Même si je ne renie pas les leçons tirées de mon passage sur les bancs de l’Agro, je peux affirmer que mon véritable choc agronomique fut la découverte des pratiques agricoles mayas lors d’une mission pluridisciplinaire dans le Yucatan en 1977. A la base, ce qu’on appelle la « triade maya ».

A l’époque, j’avais déjà acquis une solide expérience africaine, en particulier au Sénégal, dans les rizières de la vallée du fleuve au nord, dans les champs de coton et d’arachide du bassin arachidier au centre, et dans les rizières de Casamance au sud. Le modèle d’agriculture imposé plus que proposé aux populations rurales reposait sur un seul et même principe, celui de l’homme européen depuis l’Antiquité, à savoir la culture pure. Conséquences de ce modèle occidental : les rotations des cultures pour ralentir l’épuisement des sols et le développement des leurs ennemis ciblés (adventices, insectes, champignons), la fertilisation complémentaire azote-phosphate-potassium pour booster les rendements, et le labour et le semis en ligne pour faciliter le désherbage mécanique en traction animale. Voilà ce qui était vulgarisé à tous les paysans de toute l’Afrique francophone. Et moi, en tant qu’agronome, je participais à quelques-unes des opérations dites de développement chargées de promouvoir ce modèle à large échelle. Un modèle dont les intentions productivistes étaient limpides : cf. le slogan de l’opération « arachide » dans le Sine-Saloum : « Un million d’hommes ; un million de tonnes. » Il fallait bien alimenter les usines Lesieur !

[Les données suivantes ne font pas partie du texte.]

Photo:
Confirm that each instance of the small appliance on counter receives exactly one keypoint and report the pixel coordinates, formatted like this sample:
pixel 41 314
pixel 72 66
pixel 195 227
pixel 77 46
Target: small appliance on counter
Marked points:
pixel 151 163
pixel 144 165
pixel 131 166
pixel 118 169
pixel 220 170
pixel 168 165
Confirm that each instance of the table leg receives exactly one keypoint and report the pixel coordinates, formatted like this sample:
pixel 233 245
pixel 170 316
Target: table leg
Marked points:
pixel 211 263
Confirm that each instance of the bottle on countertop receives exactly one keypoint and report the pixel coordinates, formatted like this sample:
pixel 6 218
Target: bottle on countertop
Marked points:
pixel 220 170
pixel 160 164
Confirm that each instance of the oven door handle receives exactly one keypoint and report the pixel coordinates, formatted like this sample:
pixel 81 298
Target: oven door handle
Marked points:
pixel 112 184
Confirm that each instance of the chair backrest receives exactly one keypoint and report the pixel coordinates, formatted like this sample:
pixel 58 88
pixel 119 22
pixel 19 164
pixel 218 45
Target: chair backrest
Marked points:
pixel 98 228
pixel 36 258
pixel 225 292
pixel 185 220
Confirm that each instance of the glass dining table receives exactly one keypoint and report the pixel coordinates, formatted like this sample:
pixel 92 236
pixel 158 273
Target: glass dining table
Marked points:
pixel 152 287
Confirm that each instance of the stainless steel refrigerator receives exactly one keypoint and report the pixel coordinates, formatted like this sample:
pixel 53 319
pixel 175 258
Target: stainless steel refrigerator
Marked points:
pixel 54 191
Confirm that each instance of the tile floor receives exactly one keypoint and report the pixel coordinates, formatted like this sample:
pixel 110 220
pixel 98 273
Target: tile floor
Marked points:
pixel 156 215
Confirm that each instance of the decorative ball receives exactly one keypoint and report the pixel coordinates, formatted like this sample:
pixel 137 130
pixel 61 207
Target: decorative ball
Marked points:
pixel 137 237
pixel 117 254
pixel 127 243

Mais, fort des enseignements de mes maîtres de l’Agro (cf. mes « posts » précédents), j’avais des doutes. Des doutes sérieux, même !

Je constatais par exemple que les paysans, qu’ils fussent casamançais ou du bassin arachidier, avaient des comportements  différentiés selon les types de champs. Dans les champs de brousse encadrés car destinés à la commercialisation des productions, ils appliquaient le modèle avec plus ou moins de conviction, tout en réduisant systématiquement la fertilisation. Alors que dans les champs de cases non encadrés, en gros les jardins traditionnels destinés à l’autoconsommation, c’était une autre affaire. Ils y cultivaient diverses plantes en association (maïs, gombos, tomates cerise, arachides de bouche, etc.) sans plan précis, dans une sorte de désordre souvent harmonieux. Seule concession faite à la modernité, ils y mettaient le surplus de fertilisant minéral qu’ils avaient soustrait de leurs cultures de brousse. Où était la rationalité d’un tel comportement systématique ?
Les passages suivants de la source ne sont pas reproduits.